Diversification Opportunities for VanEck Gaming and Global X
0.32 | Correlation Coefficient |
Weak diversification
The 3 months correlation between VanEck and Global is 0.32. Overlapping area represents the amount of risk that can be diversified away by holding VanEck Gaming ETF and Global X Video in the same portfolio, assuming nothing else is changed. The correlation between historical prices or returns on Global X Video and VanEck Gaming is a relative statistical measure of the degree to which these equity instruments tend to move together. The correlation coefficient measures the extent to which returns on VanEck Gaming ETF are associated (or correlated) with Global X. Values of the correlation coefficient range from -1 to +1, where. The correlation of zero (0) is possible when the price movement of Global X Video has no effect on the direction of VanEck Gaming i.e., VanEck Gaming and Global X go up and down completely randomly.
Pair Corralation between VanEck Gaming and Global X
Considering the 90-day investment horizon VanEck Gaming ETF is expected to under-perform the Global X. But the etf apears to be less risky and, when comparing its historical volatility, VanEck Gaming ETF is 1.32 times less risky than Global X. The etf trades about -0.08 of its potential returns per unit of risk. The Global X Video is currently generating about 0.01 of returns per unit of risk over similar time horizon. If you would invest 2,384 in Global X Video on October 8, 2024 and sell it today you would lose (2.00) from holding Global X Video or give up 0.08% of portfolio value over 90 days.
Time Period | 3 Months [change] |
Direction | Moves Together |
Strength | Very Weak |
Accuracy | 100.0% |
Values | Daily Returns |
VanEck Gaming ETF vs. Global X Video
Performance |
Timeline |
VanEck Gaming ETF |
Global X Video |
VanEck Gaming and Global X Volatility Contrast
Predicted Return Density |
Returns |
Pair Trading with VanEck Gaming and Global X
The main advantage of trading using opposite VanEck Gaming and Global X positions is that it hedges away some unsystematic risk. Because of two separate transactions, even if VanEck Gaming position performs unexpectedly, Global X can make up some of the losses. Pair trading also minimizes risk from directional movements in the market.

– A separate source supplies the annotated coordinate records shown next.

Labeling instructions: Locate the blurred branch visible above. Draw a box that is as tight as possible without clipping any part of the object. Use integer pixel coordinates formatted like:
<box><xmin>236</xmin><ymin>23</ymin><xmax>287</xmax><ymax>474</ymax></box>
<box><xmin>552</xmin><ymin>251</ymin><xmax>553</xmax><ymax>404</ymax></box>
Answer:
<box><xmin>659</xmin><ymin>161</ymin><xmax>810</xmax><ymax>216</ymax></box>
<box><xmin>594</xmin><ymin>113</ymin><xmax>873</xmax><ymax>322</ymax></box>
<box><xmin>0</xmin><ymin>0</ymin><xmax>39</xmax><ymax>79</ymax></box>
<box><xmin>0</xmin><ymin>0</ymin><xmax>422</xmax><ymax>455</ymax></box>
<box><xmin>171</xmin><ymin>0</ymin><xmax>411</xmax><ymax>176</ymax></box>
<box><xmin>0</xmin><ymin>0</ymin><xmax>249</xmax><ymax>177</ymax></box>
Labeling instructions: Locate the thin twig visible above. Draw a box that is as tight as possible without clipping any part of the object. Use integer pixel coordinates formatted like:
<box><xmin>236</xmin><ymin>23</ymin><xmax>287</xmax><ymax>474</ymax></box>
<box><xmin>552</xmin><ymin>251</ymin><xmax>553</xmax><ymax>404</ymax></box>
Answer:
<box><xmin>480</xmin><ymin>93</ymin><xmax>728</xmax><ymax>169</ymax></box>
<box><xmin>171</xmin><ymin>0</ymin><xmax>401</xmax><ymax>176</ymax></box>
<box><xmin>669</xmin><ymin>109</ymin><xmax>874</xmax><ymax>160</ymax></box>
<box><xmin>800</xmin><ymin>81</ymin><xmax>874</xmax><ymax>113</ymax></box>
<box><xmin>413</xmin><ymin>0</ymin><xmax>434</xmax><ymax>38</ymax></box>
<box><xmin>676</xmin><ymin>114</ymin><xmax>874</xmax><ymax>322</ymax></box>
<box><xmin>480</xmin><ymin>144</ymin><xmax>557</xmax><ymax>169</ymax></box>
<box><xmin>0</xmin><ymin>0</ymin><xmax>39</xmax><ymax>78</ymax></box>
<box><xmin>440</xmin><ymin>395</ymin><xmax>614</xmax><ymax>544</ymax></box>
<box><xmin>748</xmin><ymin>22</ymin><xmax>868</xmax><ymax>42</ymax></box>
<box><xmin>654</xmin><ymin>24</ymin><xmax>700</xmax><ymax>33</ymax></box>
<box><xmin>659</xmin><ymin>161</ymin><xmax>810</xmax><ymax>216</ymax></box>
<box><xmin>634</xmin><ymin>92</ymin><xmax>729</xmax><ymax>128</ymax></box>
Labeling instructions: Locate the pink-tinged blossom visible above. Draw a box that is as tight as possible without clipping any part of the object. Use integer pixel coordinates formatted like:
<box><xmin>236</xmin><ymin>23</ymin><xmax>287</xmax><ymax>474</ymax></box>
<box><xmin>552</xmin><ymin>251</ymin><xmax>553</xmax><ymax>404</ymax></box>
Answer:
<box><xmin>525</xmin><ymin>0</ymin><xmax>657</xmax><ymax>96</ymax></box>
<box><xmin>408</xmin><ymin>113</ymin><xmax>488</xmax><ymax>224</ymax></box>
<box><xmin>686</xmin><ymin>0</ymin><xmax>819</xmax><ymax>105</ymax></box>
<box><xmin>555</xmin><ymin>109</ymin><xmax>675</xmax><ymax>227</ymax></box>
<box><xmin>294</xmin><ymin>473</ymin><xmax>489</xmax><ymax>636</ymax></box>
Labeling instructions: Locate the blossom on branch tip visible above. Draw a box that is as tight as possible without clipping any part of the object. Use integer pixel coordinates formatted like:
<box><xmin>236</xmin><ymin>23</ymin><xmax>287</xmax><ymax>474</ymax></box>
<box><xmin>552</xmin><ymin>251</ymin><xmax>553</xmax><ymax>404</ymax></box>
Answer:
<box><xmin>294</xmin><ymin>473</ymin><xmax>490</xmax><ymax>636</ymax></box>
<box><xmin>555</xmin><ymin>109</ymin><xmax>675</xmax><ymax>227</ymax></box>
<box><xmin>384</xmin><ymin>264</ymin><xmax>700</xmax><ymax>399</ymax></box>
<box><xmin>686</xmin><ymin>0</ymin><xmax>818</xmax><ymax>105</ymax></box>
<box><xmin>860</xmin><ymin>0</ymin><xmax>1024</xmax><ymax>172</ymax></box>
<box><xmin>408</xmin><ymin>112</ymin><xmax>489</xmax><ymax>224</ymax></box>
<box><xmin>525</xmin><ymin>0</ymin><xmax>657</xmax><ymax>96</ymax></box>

For example, if an entire industry or sector drops because of unexpected headlines, the short position in Global X will offset losses from the drop in Global X's long position.VanEck Gaming vs. Invesco Dynamic Leisure | VanEck Gaming vs. Roundhill Sports Betting | VanEck Gaming vs. VanEck Video Gaming | VanEck Gaming vs. Roundhill Video Games |
Global X vs. VanEck Video Gaming | Global X vs. Roundhill Video Games | Global X vs. Amplify ETF Trust | Global X vs. First Trust S Network |
Check out your portfolio center.Note that this page's information should be used as a complementary analysis to find the right mix of equity instruments to add to your existing portfolios or create a brand new portfolio. You can also try the Portfolio Comparator module to compare the composition, asset allocations and performance of any two portfolios in your account.